From kickoff to launch: the schedule
- !They want to rebuild everything at once; ask which single workflow is the real fire and start there
- !No plan to extract the logic from your existing Retool app; ask how they'll document the hidden rules
- !They skip role-based access; ask how field crews and managers get different views
- !They quote without seeing your current tool; ask to walk them through what's already hardcoded
- !They can't say when low-code would still be the right call; ask where they'd draw the line
Most Anchorage teams pricing internal tools end up comparing notes on custom software, wordpress, accounting too; the systems share one data spine.
Rohan advises mid-market and enterprise teams on ERP, CRM and custom software, and has led delivery on dozens of business-software builds.
Writes for Digital Heroes, shipping business software for 2,000+ brands across 55+ countries since 2017.
Frequently asked questions
When does a Retool app actually need replacing?
When it becomes infrastructure that only one person can maintain, hits platform limits during peak load, or hides critical rules in undocumented queries. If it's still a convenience that anyone on your team can edit, keep it. The trigger is risk and fragility, not feature envy.
Can we migrate gradually instead of all at once?
Yes, and you usually should. Start with the single workflow whose failure would hurt most, prove the custom approach, then migrate the rest. Replacing everything in one big-bang project is where internal-tool builds tend to overrun and over-cost.

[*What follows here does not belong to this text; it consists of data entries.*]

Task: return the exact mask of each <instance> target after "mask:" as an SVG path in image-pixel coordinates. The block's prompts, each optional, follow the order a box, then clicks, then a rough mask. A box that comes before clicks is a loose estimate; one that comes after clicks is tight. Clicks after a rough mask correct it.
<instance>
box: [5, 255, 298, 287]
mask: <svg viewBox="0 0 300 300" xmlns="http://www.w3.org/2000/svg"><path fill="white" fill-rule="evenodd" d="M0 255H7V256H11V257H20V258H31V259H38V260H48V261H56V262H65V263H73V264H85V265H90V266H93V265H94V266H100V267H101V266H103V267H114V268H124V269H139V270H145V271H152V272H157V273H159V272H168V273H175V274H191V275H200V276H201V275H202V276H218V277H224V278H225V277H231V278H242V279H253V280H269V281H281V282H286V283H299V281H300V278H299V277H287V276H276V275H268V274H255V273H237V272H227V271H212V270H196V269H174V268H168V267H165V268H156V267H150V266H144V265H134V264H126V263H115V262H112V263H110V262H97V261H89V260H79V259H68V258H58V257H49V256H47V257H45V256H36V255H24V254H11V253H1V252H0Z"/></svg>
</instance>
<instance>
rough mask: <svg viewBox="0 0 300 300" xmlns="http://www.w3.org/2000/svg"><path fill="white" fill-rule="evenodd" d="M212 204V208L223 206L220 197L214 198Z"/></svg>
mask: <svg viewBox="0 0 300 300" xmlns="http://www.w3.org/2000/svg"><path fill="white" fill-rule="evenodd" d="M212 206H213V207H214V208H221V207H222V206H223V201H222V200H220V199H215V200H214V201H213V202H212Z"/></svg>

How do we avoid building another black box?
Insist on documentation, version control, and an admin layer that lets non-developers change routes, cutoffs, and weather rules. The whole reason you're leaving Retool is the single-person risk, so the new tool has to be maintainable by more than its author.
Will this integrate with our ERP and field service?
It should. A well-built internal tool exposes APIs so it shares data with your ERP, CRM, and field-service dispatch rather than re-keying it. That integration is part of what justifies the cost over staying in low-code.